First-time home buyers have it tough. The supply of homes for sale is tight, and lenders are tightfisted.

THE TURNING-POINT CHECKLIST

12 months in advance 
Make sure the time is right. Use Trulia.com’s rent or buy calculator to see if you’d really come out ahead, based on loan rates, taxes, and where rents and prices are headed in your area.

Clean up your act. Devote this year to saving money and paying down debt. You’ll need at least 3.5% down for an FHA loan, or 10% to 20% for a conventional mortgage. Lenders also like to see job stability, so settle in for now.

Learn what you like. When a home catches your eye — a listing, say, or a photo — pin it to a board on Pinterest. Or try Swipe, a new app from the site Doorsteps, which lets you browse listing photos and mark them pass or save.

Six months out 
Look better to lenders. To boost your credit score, order your free credit reports atannualcreditreport.com and fix any mistakes. Pay bills on time, chip away at credit card balances, avoid new debt, and don’t close any accounts or apply for new credit. The average credit score for approved mortgage applicants is 755.

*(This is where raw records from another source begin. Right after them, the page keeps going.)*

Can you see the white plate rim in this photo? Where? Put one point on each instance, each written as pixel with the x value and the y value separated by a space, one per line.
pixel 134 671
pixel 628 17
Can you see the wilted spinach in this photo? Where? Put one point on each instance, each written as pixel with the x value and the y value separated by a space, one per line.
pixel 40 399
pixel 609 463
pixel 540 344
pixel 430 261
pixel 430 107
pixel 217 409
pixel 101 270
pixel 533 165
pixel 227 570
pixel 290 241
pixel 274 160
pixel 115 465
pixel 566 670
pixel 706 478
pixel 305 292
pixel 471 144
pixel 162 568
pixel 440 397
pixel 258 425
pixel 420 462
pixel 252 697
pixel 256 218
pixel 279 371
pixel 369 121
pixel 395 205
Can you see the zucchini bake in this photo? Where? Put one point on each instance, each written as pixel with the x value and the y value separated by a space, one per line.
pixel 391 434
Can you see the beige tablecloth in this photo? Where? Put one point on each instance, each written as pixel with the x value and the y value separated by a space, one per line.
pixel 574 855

Figure out what you can buy. Use an online calculator like the one at Zillow.com to estimate how much house you can afford based on your income, savings, and debts.

Forecast future bills. With an idea of how big a house you can buy, you can do a more detailed budget. Scan listings for property taxes on homes you like. Get a homeowners insurance quote at Insweb.com. Call local utility companies for the typical bills. And tack on 1% of the home’s value for yearly maintenance.

Three months out 
Pick your loan. Fixed mortgage rates, now 4.4%, may edge up to 5% this year, forecasts HSH.com. If you are confident this is a starter home, you can save with a 7/1 adjustable-rate loan, now 3.5%. The risk: You end up staying longer than seven years and rates rise sharply. Most — 92% of mortgage borrowers — opt for fixed-rate loans.

Prove you’re a serious shopper. Based on your income and credit, a bank will give you a mortgage pre-approval.

Even better in a hot market: Pay a few hundred to go through underwriting upfront.
Find a guide. Look for a realtor who has worked in the neighborhood where you hope to live. And in a tight market like today’s, ask candidates what their strategies are for unearthing listings and handling potential bidding wars.